'Grow or Go' Switch
Researchers discover brain tumor mechanism
Researchers at The Ohio State University Comprehensive Cancer Center – James Cancer Hospital and Solove Research Institute (OSUCCC – James) have discovered a mechanism that regulates the behavior of glioblastoma multiforme cells.
Cancer cells in rapidly growing brain tumors must adapt to periods of energy fluctuation. When glucose levels are high, tumor cells grow and proliferate; when levels are low, the cells grow less and migrate more.
Researchers discovered that the microRNA miR-451 coordinates this “grow-or-go” behavior.

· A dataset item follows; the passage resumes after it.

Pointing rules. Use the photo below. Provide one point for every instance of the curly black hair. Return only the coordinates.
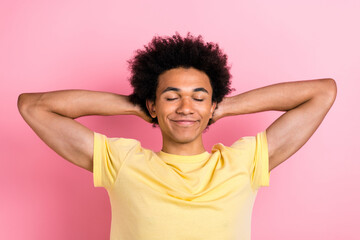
(165, 53)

“We found that glioblastoma cells use miR451 to sense glucose availability,” says co-author E. Antonio Chiocca, MD, PhD, professor and chair of Neurological Surgery, and co-leader of the OSUCCC – James Viral Oncology Program. “Levels of miR451 directly shut down the engine of the tumor cell if there is no glucose, or rev it up if glucose is plentiful. This suggests that this molecule might be a useful biomarker to predict a glioblastoma patient’s prognosis. It also might be used as a target to develop drugs to fight these tumors.”
“The change in miR-451 expression enabled the cells to survive periods of stress caused by low glucose, and it caused them to move, perhaps enabling them to find a better glucose supply,” says principal investigator Sean Lawler, PhD, assistant professor of Neurological Surgery. “The migration of cancer cells from the primary tumor, either as single cells or chains of cells, into the surrounding brain is a problem with these tumors. By targeting miR-451, we might limit the tumor’s spread and extend a patient’s life.”
Published in the journal Molecular Cell.
Kaplan-Meier plot showing that high miR-451 expression is associated with poorer survival in patients with glioblastoma multiforme. The plot was generated using data obtained from The Cancer Genome Atlas. (p = 0.036) Reprinted from Molecular Cell, 37:620, Godlewski J., Nowicki M.O., Bronisz A., et al. MicroRNA-451 Regulates LKB1/AMPK Signaling and Allows Adaptation to Metabolic Stress in Glioma Cells.